Desculpem, mas tenho de partilhar esta notícia do Rascord:
[i]Um onze que começa a ganhar forma
Na sessão de treino de ontem, JJ realizou um exercício onde foi possível observar um onze que começa a ganhar alguns contornos daquilo que poderá ser o Sporting 2015/16. Neste caso, o técnico colocou Patrício, João Pereira, Paulo Oliveira, Tobias, Jefferson, Adrien, João Mário, Gelson, Carrillo e André Martins no apoio a Slimani.
Um esboço que até pode ser o onze que vai defrontar o Ajax de Cape Town, mas onde ainda há lugares em aberto, sobretudo no eixo da defesa e no ataque, tanto nas alas (Capel, Mané e Iuri à espreita) como no centro, onde a concorrência é bastante feroz (Montero, Teo Guitérrez e Tanaka).[/i]
[u][b]Jesus: «Não ponhas os olhos no chão»
TREINADOR VOLTA A SER PROTAGONISTA EM ALTA-VOZ[/b][/u]
“Não ponhas os olhos no chão”, gritou Jorge Jesus a Ruben Semedo num dos exercícios em que os jogadores leoninos tinham de sprintar até próximo do treinador.
O técnico não descura qualquer pormenor e ontem, numa sessão de trabalho onde a bola já circulou quase desde o início, foi possível assistir à interação com os seus jogadores. No espaço de cinco minutos, não se cansou de dar indicações, corrigir posicionamentos, alertar, incentivar ou apenas explicar.

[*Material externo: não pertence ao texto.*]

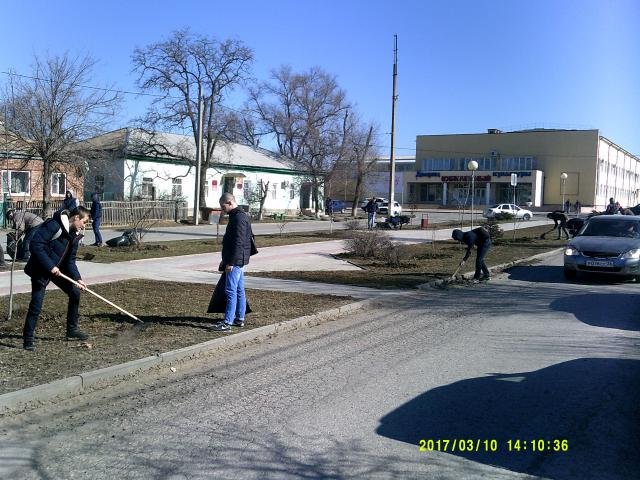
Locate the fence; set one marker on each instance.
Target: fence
(115, 214)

Ninguém escapa às intervenções de Jesus
Num estádio sem ninguém nas bancadas, a voz de Jorge Jesus fazia-se ouvir bem, num espetáculo à parte, no qual o treinador procurava que os protagonistas fossem apenas e só os jogadores.
Pressão
“Pressiona aqui, da direita para a esquerda”, pedia Jorge Jesus, num exercício onde Montero e Teo funcionavam como centrais e onde o treinador não se cansou de explicar a dinâmica das movimentações que desejava ver… bem executadas. Aliás, o técnico dos leões não se cansa de explicar, de forma bem detalhada, cada exercício e o objetivo que pretende com cada uma das movimentações que pede.
Nesse contexto, acaba por ser muito interventivo, falando durante grande parte do tempo e, quando não se pronunciava, era sinal que estava a observar alguma situação para elogiar ou corrigir.
Ontem, essa realidade ficou bem evidente, sendo também notório que alguma parte da estrutura do futebol leonino, sobretudo aquela que já estava em Alvalade, não deixa de ficar surpreendida com a intensidade que o treinador faz questão de colocar em cada momento do treino. Jorge Jesus não está em silêncio durante muito tempo, e quando começa a falar… a palavra é só dele.
Técnico sempre em alerta
“Olha em frente! Não ponhas os olhos no chão”
“Pressiona aqui, da direita para a esquerda, vamos, vamos”
“Atenção, aqui a referência é o Mané, ouviram bem? O Mané”
“Ali ficam o Jonathan Silva, o Rosell, o Capel, o Wallyson e o Esgaio!”
De um ponto vista exclusivamente ofensivo não tinha porque não resultar. O João Mário nos juniores era o elemento mais recuado do meio campo, como um regista italiano.
Enquanto equipa com posse de bola esmagadora e claro controlo do jogo, João Mário cai nesse posto que nem ginjas. Cabeça levantada, calmo, qualidade de passe curto e longo, inteligente, mas com atitude e estofo suficientes para o trabalho de recuperação de bola.
Também chegou a jogar nessa posição nas selecções de camadas jovens.
Tenho poucas dúvidas que face á ausência de William o treinador vai jogar pelo seguro(não fosse Jesus dos técnicos mais calculistas que por ai anda) e o Adrien e o João Mário vai ser a dupla titular no meio campo.